15 Temmuz gecesinin ilk saatlerinden itibaren işareti verilip hemen ardından başlatılan ve OHAL KHK’ları ile alabildiğine hızlandırılıp yaygınlaştırılan tasfiye, açığa alma, ihraç, gözaltı ve tutuklamalar evvelce hiç benzeri görülmemiş boyutlara ulaşırken, mağduriyetler konusu da ister istemez gündeme geldi.
On binlerce insanın neyle itham edildiklerini dahi bilmeden, savunmaları da alınmadan suçlu muamelesine tâbi tutulması bir yere kadar “darbecilerle hesaplaşma” iddiasıyla açıklanmaya çalışıldıysa da, kısa sürede mızrağın çuvala sığmadığı noktaya gelindi.

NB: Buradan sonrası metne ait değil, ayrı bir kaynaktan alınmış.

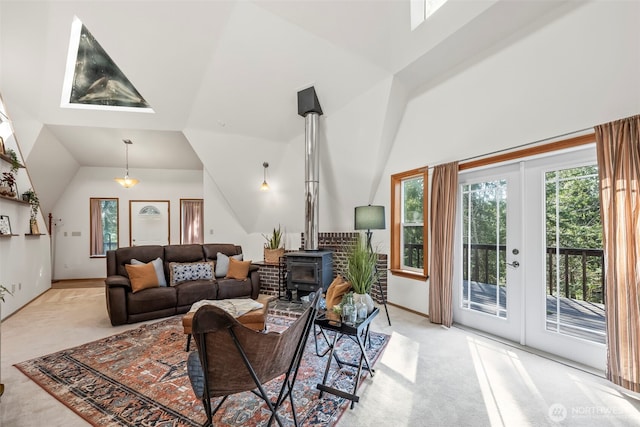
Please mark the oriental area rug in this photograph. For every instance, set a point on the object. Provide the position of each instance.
(139, 377)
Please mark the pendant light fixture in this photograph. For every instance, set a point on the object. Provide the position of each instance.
(127, 181)
(264, 186)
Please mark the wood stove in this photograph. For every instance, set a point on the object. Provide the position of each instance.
(308, 271)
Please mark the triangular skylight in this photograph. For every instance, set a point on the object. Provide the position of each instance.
(93, 80)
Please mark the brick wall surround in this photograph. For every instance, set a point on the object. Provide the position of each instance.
(270, 274)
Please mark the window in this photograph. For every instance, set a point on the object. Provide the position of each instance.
(191, 221)
(104, 226)
(408, 229)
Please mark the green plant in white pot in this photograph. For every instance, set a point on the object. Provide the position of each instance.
(274, 248)
(361, 270)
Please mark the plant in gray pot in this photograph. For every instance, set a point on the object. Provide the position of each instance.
(361, 271)
(274, 248)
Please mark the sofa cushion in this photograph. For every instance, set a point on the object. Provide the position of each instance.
(232, 288)
(123, 256)
(142, 277)
(194, 291)
(211, 250)
(153, 299)
(238, 269)
(185, 272)
(157, 265)
(222, 263)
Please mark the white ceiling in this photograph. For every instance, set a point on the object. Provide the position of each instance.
(230, 67)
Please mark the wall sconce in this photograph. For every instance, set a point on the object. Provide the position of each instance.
(127, 181)
(264, 186)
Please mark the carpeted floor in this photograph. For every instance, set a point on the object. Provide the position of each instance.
(139, 377)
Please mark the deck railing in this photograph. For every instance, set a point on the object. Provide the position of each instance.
(581, 270)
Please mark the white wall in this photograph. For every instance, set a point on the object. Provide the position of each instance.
(71, 212)
(575, 73)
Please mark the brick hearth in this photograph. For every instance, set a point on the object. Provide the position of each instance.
(271, 275)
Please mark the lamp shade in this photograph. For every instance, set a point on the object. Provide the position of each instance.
(369, 218)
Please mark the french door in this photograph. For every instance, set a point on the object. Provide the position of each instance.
(565, 262)
(529, 264)
(488, 271)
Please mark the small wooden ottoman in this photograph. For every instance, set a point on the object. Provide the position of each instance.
(254, 319)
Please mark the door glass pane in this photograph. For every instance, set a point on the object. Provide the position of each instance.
(574, 256)
(484, 230)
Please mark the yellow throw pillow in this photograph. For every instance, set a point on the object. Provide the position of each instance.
(238, 270)
(336, 291)
(142, 276)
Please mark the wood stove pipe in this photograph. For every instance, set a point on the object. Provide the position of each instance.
(309, 108)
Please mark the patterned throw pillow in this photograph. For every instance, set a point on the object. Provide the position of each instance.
(184, 272)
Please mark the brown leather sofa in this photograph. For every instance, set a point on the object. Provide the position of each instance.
(125, 306)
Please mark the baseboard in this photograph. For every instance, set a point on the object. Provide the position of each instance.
(408, 309)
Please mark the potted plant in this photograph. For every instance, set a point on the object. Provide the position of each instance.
(7, 184)
(274, 248)
(31, 197)
(361, 270)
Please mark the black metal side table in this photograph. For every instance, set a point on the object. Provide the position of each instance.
(358, 333)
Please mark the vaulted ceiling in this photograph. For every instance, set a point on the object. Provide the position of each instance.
(229, 67)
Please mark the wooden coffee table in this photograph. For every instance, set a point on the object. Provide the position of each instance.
(255, 319)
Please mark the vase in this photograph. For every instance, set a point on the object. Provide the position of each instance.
(272, 256)
(366, 298)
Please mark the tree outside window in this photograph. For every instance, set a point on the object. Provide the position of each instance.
(409, 231)
(104, 226)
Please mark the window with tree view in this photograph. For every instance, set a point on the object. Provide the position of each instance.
(409, 231)
(104, 225)
(412, 223)
(574, 255)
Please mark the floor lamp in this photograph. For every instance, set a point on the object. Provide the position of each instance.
(372, 218)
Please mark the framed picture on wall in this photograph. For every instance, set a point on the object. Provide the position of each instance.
(5, 225)
(148, 222)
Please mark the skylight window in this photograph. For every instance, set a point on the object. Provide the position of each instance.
(422, 9)
(92, 78)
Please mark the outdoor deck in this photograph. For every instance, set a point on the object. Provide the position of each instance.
(576, 318)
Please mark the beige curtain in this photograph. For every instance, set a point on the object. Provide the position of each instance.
(618, 148)
(192, 221)
(97, 239)
(444, 190)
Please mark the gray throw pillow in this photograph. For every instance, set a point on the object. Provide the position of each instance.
(196, 376)
(222, 263)
(157, 265)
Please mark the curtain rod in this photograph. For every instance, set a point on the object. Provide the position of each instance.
(504, 150)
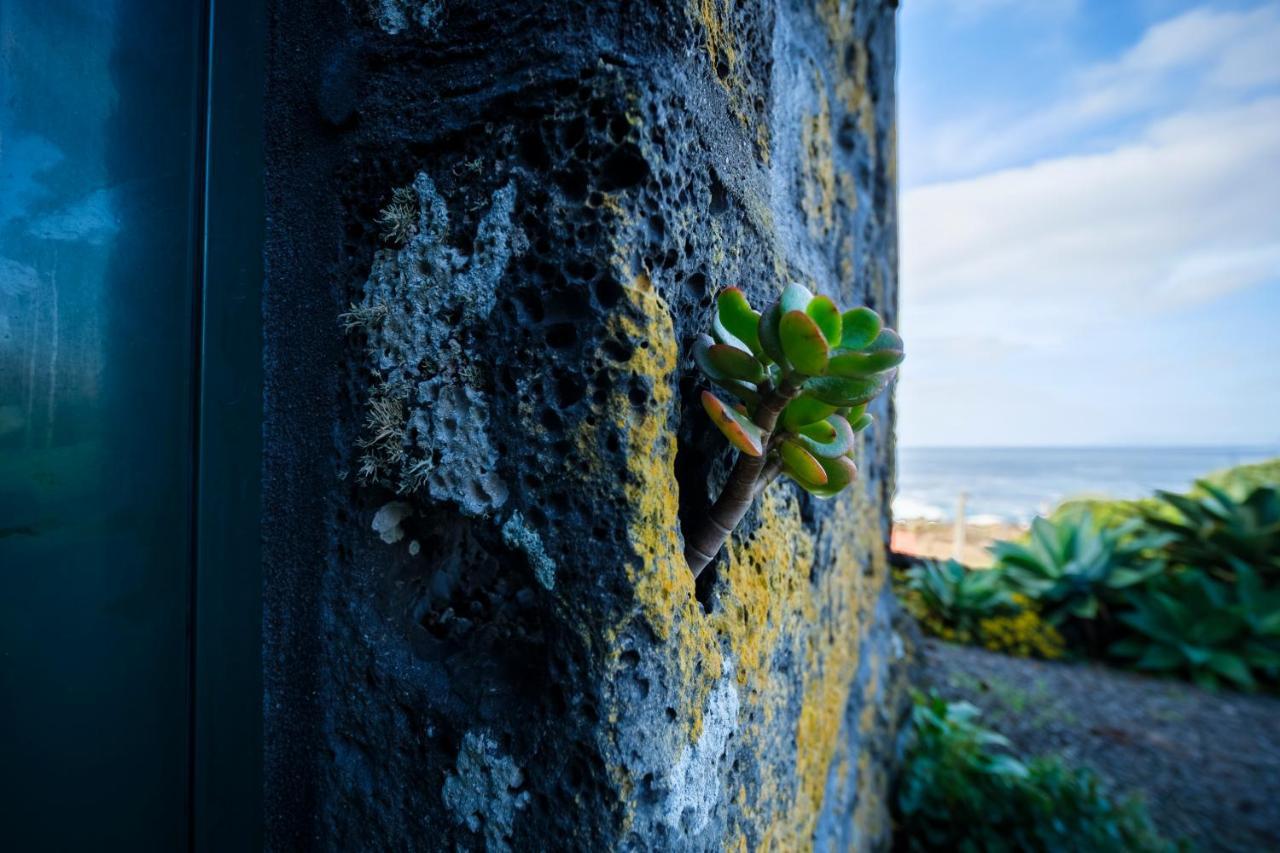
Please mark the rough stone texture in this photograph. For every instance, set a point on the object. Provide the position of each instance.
(496, 231)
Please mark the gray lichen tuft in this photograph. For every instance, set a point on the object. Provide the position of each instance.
(483, 793)
(397, 16)
(520, 537)
(424, 310)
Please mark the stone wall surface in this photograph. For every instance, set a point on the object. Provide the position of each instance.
(496, 228)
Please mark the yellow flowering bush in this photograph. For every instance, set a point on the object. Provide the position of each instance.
(1018, 630)
(1022, 633)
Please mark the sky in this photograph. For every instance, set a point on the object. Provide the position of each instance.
(1089, 210)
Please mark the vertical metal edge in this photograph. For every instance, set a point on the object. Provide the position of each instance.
(227, 702)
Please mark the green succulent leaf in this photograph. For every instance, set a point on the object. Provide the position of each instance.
(859, 327)
(744, 391)
(740, 432)
(804, 410)
(804, 343)
(840, 473)
(846, 391)
(800, 465)
(795, 297)
(723, 336)
(826, 315)
(848, 363)
(828, 438)
(768, 333)
(739, 319)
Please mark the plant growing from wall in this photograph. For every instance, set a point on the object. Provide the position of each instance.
(801, 374)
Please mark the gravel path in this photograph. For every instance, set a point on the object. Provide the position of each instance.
(1208, 763)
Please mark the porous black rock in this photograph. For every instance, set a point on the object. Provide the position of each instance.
(494, 231)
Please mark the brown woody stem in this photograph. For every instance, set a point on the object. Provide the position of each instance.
(705, 541)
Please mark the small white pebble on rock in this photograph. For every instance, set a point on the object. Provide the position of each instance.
(387, 520)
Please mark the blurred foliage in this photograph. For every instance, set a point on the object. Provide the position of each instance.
(964, 605)
(1188, 623)
(1176, 584)
(963, 789)
(1217, 533)
(1074, 566)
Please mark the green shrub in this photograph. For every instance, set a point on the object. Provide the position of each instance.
(960, 789)
(959, 597)
(1073, 568)
(1217, 533)
(1237, 482)
(1191, 624)
(976, 606)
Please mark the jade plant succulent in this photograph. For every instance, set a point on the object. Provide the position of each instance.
(800, 375)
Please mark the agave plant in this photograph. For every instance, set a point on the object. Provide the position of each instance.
(1220, 534)
(1073, 566)
(800, 375)
(958, 596)
(1191, 624)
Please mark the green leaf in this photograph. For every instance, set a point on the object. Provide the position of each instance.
(836, 439)
(744, 391)
(737, 316)
(800, 465)
(826, 315)
(862, 423)
(859, 328)
(1160, 658)
(740, 432)
(1232, 667)
(804, 410)
(795, 297)
(846, 391)
(768, 333)
(840, 473)
(734, 363)
(804, 343)
(863, 364)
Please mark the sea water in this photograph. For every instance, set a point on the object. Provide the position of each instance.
(1018, 483)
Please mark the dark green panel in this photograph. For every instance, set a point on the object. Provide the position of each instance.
(228, 714)
(100, 178)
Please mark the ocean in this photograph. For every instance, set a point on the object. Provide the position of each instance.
(1018, 483)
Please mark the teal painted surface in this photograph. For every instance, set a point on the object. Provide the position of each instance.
(100, 153)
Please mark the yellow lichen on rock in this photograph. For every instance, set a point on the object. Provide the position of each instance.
(818, 167)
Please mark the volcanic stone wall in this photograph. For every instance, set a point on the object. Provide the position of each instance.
(496, 228)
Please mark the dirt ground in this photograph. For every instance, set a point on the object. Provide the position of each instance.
(936, 539)
(1207, 763)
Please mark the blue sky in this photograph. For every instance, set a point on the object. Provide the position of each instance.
(1091, 222)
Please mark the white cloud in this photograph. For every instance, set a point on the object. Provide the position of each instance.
(1187, 211)
(1065, 300)
(1201, 56)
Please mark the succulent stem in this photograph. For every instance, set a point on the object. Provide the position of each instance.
(704, 542)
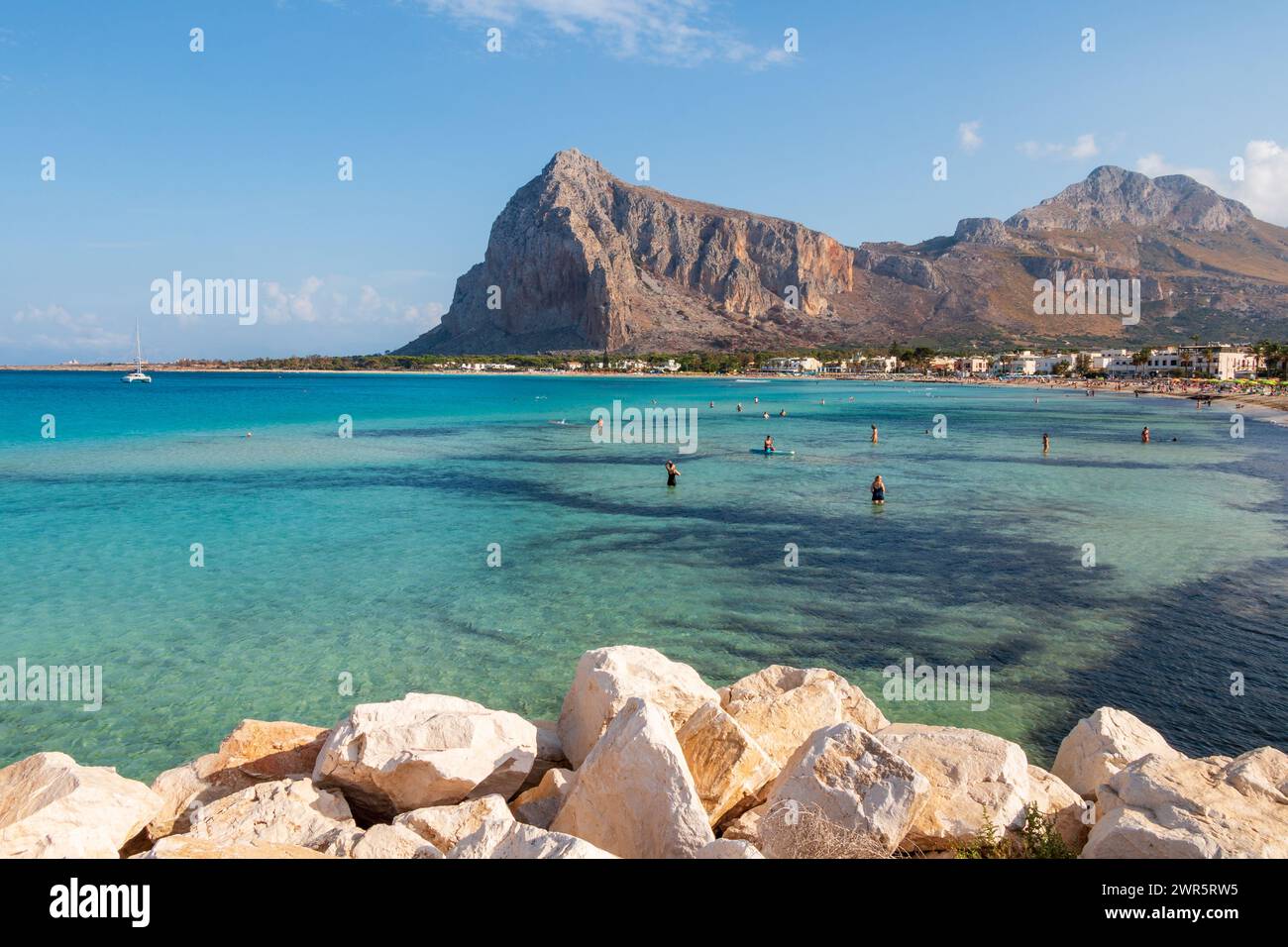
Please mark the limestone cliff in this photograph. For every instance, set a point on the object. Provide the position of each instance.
(581, 261)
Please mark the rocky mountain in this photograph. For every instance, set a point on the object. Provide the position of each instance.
(581, 261)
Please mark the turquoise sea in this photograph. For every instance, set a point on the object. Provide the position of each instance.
(369, 556)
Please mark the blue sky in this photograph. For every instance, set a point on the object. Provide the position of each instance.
(223, 163)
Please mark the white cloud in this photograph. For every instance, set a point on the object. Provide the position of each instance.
(1265, 178)
(55, 329)
(1155, 166)
(679, 33)
(342, 300)
(1083, 147)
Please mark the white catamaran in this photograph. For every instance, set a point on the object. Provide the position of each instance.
(137, 375)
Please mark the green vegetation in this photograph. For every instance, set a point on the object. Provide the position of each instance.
(1035, 839)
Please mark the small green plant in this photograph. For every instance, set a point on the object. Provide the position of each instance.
(986, 844)
(1037, 838)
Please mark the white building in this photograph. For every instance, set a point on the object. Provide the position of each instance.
(1222, 361)
(794, 367)
(884, 364)
(973, 365)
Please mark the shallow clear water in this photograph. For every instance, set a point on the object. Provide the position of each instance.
(369, 556)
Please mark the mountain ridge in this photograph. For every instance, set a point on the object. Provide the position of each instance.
(583, 261)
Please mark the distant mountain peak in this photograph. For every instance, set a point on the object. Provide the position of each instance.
(580, 261)
(1113, 196)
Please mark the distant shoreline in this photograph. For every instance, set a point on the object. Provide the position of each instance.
(1271, 406)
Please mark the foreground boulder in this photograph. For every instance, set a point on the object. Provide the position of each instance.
(519, 840)
(425, 750)
(728, 848)
(634, 795)
(446, 825)
(256, 751)
(841, 795)
(549, 753)
(781, 706)
(609, 677)
(726, 764)
(292, 812)
(1103, 744)
(1072, 813)
(973, 775)
(189, 847)
(745, 827)
(1172, 806)
(52, 806)
(540, 804)
(393, 841)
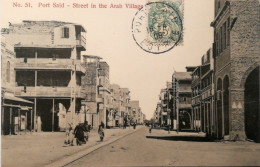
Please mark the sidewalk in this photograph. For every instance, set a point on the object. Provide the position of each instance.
(176, 136)
(40, 149)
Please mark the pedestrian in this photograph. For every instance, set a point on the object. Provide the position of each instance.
(101, 132)
(79, 134)
(150, 129)
(134, 125)
(86, 130)
(69, 136)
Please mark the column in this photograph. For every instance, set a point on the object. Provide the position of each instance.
(10, 128)
(19, 120)
(26, 121)
(31, 120)
(35, 108)
(192, 120)
(200, 118)
(52, 115)
(208, 122)
(2, 123)
(222, 106)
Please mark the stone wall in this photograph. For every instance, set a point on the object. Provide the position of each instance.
(244, 58)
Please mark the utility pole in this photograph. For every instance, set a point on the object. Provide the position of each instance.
(177, 104)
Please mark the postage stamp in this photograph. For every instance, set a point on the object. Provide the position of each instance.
(158, 26)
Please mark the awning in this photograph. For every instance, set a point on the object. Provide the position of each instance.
(9, 96)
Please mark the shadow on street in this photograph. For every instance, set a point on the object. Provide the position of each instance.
(181, 138)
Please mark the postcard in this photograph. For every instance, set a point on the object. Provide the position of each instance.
(130, 83)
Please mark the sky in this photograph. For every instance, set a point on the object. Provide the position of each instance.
(109, 35)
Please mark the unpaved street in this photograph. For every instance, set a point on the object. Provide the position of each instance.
(164, 149)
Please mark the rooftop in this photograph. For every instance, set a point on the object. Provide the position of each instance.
(183, 75)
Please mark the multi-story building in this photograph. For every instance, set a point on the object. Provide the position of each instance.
(90, 85)
(163, 108)
(118, 104)
(105, 109)
(202, 86)
(134, 110)
(207, 92)
(181, 82)
(16, 113)
(48, 70)
(236, 67)
(126, 105)
(196, 99)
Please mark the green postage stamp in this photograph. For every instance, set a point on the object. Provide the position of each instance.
(158, 26)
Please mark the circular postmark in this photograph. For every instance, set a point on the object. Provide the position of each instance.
(157, 27)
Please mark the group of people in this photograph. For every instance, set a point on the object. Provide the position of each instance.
(81, 134)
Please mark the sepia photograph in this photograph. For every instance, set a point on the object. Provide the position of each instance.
(105, 83)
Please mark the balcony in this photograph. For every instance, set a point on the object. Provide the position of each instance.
(49, 63)
(100, 99)
(184, 106)
(44, 91)
(81, 42)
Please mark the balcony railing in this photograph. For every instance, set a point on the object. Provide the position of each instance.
(49, 63)
(44, 91)
(183, 106)
(81, 41)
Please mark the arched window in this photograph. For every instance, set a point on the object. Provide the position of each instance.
(8, 72)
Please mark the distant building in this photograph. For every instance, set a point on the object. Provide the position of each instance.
(202, 86)
(90, 85)
(16, 113)
(181, 82)
(48, 71)
(236, 55)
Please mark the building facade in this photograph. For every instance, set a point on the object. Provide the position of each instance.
(48, 71)
(182, 115)
(202, 86)
(16, 113)
(236, 67)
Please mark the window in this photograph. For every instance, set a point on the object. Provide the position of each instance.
(8, 72)
(65, 32)
(216, 43)
(184, 99)
(228, 31)
(220, 39)
(224, 35)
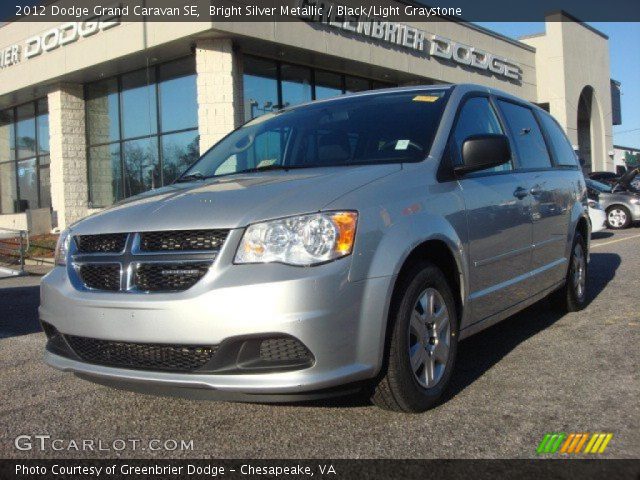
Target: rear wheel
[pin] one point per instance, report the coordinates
(422, 345)
(618, 217)
(572, 297)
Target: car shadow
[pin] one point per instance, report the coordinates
(479, 353)
(19, 307)
(601, 235)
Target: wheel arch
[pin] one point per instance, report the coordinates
(439, 253)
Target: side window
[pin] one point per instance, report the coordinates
(562, 149)
(476, 118)
(532, 150)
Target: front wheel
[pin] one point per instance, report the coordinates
(422, 345)
(618, 217)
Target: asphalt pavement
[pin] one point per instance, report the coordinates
(535, 373)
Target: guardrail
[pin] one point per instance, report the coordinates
(18, 249)
(14, 245)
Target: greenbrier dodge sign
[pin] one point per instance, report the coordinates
(358, 22)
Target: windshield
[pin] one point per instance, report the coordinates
(368, 129)
(599, 186)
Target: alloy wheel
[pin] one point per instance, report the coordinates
(429, 338)
(579, 271)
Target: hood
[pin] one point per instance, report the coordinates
(232, 201)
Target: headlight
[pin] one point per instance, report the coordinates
(62, 248)
(301, 240)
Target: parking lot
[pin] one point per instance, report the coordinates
(534, 373)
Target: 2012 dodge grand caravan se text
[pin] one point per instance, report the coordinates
(344, 244)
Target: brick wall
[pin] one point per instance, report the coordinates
(219, 83)
(69, 190)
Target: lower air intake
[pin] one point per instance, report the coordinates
(142, 356)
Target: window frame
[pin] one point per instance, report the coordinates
(547, 137)
(37, 156)
(279, 64)
(121, 140)
(447, 161)
(512, 141)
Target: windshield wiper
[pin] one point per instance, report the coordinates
(270, 167)
(190, 177)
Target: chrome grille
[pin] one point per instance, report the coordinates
(106, 243)
(181, 240)
(100, 276)
(146, 262)
(166, 277)
(147, 356)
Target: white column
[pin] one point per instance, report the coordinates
(69, 189)
(219, 83)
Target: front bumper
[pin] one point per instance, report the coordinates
(341, 322)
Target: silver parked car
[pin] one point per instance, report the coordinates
(341, 245)
(621, 205)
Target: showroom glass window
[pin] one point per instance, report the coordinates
(24, 157)
(270, 85)
(142, 130)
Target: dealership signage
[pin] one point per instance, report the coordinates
(54, 38)
(406, 36)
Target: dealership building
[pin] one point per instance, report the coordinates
(93, 112)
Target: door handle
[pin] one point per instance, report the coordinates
(520, 193)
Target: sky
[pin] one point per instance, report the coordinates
(624, 49)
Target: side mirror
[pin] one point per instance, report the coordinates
(483, 151)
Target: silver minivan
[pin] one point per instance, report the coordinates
(339, 246)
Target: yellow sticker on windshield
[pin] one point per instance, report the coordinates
(425, 98)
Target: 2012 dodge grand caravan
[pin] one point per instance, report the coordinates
(328, 247)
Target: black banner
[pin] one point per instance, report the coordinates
(319, 469)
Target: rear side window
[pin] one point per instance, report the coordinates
(532, 150)
(476, 118)
(562, 149)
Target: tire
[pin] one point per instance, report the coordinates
(414, 389)
(618, 217)
(572, 297)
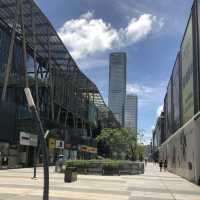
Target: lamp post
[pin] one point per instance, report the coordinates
(43, 144)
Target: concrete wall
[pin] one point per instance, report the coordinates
(182, 151)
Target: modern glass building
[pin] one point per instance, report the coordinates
(180, 139)
(69, 103)
(131, 112)
(117, 85)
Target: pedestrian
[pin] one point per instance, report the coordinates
(165, 165)
(161, 165)
(5, 161)
(145, 162)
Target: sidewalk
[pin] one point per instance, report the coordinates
(153, 185)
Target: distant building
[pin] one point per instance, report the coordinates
(117, 85)
(131, 112)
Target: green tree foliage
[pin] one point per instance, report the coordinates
(121, 142)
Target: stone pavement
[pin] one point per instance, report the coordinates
(16, 184)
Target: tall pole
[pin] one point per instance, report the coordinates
(10, 53)
(36, 82)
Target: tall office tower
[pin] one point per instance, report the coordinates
(117, 85)
(131, 112)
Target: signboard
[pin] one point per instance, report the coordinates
(88, 149)
(187, 74)
(7, 121)
(68, 146)
(59, 144)
(92, 113)
(176, 94)
(52, 143)
(28, 139)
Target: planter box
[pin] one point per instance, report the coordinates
(70, 175)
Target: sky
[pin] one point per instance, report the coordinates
(149, 31)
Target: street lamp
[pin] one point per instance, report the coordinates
(43, 144)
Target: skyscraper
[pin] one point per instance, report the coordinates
(131, 111)
(117, 85)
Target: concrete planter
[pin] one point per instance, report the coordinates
(70, 175)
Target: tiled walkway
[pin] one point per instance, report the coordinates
(153, 185)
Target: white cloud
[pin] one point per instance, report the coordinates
(159, 110)
(147, 95)
(87, 35)
(138, 29)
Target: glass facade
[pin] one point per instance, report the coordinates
(176, 94)
(187, 74)
(117, 85)
(131, 112)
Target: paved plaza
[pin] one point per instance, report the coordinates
(17, 184)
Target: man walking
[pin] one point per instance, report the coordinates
(161, 165)
(165, 165)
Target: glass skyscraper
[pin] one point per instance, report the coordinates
(117, 85)
(131, 112)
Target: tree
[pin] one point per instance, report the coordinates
(121, 142)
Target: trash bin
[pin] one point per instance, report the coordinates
(70, 174)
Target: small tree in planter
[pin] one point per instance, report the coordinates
(81, 165)
(110, 168)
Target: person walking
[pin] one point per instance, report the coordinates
(165, 165)
(161, 165)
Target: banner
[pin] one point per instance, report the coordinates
(28, 139)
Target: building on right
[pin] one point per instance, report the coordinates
(179, 141)
(131, 112)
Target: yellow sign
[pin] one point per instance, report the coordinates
(52, 143)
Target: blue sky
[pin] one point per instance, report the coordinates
(149, 31)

“Herşey hukukun içinde ve hukuka uygun olacak; intikam ve rövanş duygusuyla hareket etmeyecek, adaletten ayrılmayacağız; kılı kırk yarıp kurunun yanında yaşın da yanmasına izin vermeyeceğiz” diyen iktidar, feryatlar ayyuka çıkınca, yapılanları tekrar gözden geçirme sözü vermek zorunda kaldı.
Bunda, operasyonların iktidara, hattâ Saraya yakın adreslere dayanması da etkili oldu. Erdoğan’ın “At izi it izine karıştı, yaftalamak doğru değil” çıkışının altında yatan sebep buydu.
Sonuçta açığa alınanların ve ihraç edilenlerin itirazlarını incelemek üzere komisyonlar oluşturuldu. Başbakan Yardımcısı Canikli’nin ifadesiyle “çok çok az” da olsa tesbit edilen bazı mağduriyetler için telafi yolu aralandı.
Ama kamuoyunda, gerçekte mağduriyetlerin “çok çok az” değil, “çok çok fazla” olduğu yönünde bir kanaat oluştu. Bunu önlemek ve daha fazla yayılmasını engellemek için bu defa “Mağdur falan yok, mağduriyet edebiyatı yapılıyor” söylemlerine başvuruldu.
Ama bir taraftan da, “Artık imzasız ihbarlar işleme konulmasın” genelgesi yayınlamak, “İtirafçı olur ve örgütü deşifre edecek bilgiler verirseniz ihraç da etmeyiz, serbest de bırakırız” mesajları vermek gibi adımlar atıldı.
Aynı şekilde, “yanlışlıkla” ihraç edildiği anlaşılan “çok çok az” sayıdaki memurun göreve iadesi gündemde.
Bir diğer adım, ihraç edilenlere yargı yolunun açılması. Bu yolun kapatılması zaten başlı başına ağır bir hukuk ihlaliydi. Ama açılacağından söz edilmesi de AB’den gelen eleştirileri savuşturup doğrudan AİHM’e gidecek davaların önünü kesme hesabıyla irtibatlandırılıyor, yapılan işe gölge düşürüyor.
Darbeyle ilgilerini ispatlayacak bir delil olmadığı halde aylardır tutuklu olanların dramı ise hâlâ devam ediyor.
Darbeciler için “mağduriyet edebiyatı” yapan varsa “ihanet”le suçlanabilir. Darbeyle hiç ilgisi yokken mağdur edilen “istisna”lar ne olacak?
“Halkın hayır deme geleneği yok” diyen Adil Gür’e: 25.9.88’de halkın % 65’i, “Yerel seçimler bir yıl öne alınsın” diyen Özal’a hayır demişti.